As an example of what has been achieved, imagine that a Neanderthal passed away some forty thousand years ago, at the impressive old age of forty. His remains would have decayed via both microbial and molecular interactions, a set of processes on which his environment of interment would have had some impact. When we and other organisms are alive, we are packed with microbes. Most of them are harmless or even beneficial to us. We need to stave off the most nefarious of them, but for the most part we live in relative harmony with these tiny, single-celled cohabitants, our immune system constantly working to keep the worst of them from getting out of control. But when we die our immune system stops working, and our remains become a haven for microbes that were kept at bay or only infested us in small numbers when we were alive. So it was for Neanderthals, too.
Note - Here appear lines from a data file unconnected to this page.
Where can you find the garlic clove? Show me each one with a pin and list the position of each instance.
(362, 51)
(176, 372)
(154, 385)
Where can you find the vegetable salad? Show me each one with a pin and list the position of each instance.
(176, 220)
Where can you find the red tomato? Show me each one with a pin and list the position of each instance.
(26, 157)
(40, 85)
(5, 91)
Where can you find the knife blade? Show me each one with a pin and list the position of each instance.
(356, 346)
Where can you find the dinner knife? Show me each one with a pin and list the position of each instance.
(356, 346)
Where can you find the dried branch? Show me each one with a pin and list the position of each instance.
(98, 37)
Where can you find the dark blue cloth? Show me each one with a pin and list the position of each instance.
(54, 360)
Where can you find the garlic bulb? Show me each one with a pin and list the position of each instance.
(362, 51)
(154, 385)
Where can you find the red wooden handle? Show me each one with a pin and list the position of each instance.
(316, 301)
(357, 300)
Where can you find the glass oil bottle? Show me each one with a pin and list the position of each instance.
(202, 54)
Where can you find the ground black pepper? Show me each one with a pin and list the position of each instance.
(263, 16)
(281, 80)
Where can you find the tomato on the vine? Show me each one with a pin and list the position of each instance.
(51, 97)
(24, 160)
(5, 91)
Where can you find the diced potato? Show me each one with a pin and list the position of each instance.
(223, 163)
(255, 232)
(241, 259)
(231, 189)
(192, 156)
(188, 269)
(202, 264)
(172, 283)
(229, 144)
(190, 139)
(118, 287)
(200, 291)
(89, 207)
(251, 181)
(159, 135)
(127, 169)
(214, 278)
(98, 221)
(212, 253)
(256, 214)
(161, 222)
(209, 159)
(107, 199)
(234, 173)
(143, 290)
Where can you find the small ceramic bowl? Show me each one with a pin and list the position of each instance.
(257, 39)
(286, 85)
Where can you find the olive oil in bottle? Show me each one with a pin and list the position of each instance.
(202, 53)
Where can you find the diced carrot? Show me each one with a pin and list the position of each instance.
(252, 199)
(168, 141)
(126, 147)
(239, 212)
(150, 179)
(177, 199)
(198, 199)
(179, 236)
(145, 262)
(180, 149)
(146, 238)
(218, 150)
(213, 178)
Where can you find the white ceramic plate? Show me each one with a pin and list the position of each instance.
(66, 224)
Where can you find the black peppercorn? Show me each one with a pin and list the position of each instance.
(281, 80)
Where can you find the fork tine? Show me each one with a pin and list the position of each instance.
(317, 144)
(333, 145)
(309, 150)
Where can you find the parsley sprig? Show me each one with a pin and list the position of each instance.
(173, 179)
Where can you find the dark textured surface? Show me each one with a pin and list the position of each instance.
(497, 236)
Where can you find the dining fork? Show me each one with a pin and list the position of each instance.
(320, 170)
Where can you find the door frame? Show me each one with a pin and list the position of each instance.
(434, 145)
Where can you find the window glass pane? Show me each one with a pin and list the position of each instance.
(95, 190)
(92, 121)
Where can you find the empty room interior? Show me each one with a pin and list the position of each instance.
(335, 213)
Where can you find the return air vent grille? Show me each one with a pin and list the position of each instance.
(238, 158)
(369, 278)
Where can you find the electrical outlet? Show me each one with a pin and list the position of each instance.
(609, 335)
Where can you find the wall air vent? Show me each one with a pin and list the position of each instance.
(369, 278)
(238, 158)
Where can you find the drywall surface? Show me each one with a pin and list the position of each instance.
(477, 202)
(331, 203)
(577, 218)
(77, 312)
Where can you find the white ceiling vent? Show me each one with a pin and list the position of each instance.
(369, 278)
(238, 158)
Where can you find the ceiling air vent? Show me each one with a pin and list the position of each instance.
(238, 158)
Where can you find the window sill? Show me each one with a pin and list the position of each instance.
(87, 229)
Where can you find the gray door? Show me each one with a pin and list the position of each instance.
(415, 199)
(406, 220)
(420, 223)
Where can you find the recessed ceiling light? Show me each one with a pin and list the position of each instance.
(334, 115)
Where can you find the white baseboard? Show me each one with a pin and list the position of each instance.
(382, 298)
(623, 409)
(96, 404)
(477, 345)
Once those destructive microbes had taken hold of his body, our deceased Neanderthal would have begun to decompose via those microbial and molecular processes. As the nutrients in his corpse were used up, the microbes themselves would have started to die, leaving their own DNA hanging around the fossilizing tissues. If the Neanderthal had died in a moist, humid resting place, so much for the DNA of Neanderthal and microbes alike: it has been estimated that intact DNA can only exist in the presence of significant amounts of water for something like ten thousand years, at which point it will have been entirely fragmented into single bases and be useless for DNA sequencing. But if, on the other hand, our Neanderthal had happened to pass away in a dry, cool cave, his DNA would have broken down much more slowly. His fossilizing corpse would still have had loads of microbial DNA bound up in it; but at least all his own DNA would have stayed relatively intact for longer. And although his fragmented DNA would nonetheless be in pieces not much more than a hundred bases long by the time a few tens of thousands of years had passed, with the right algorithms and with intensive computation, it might still be possible to reassemble his DNA from the fragments.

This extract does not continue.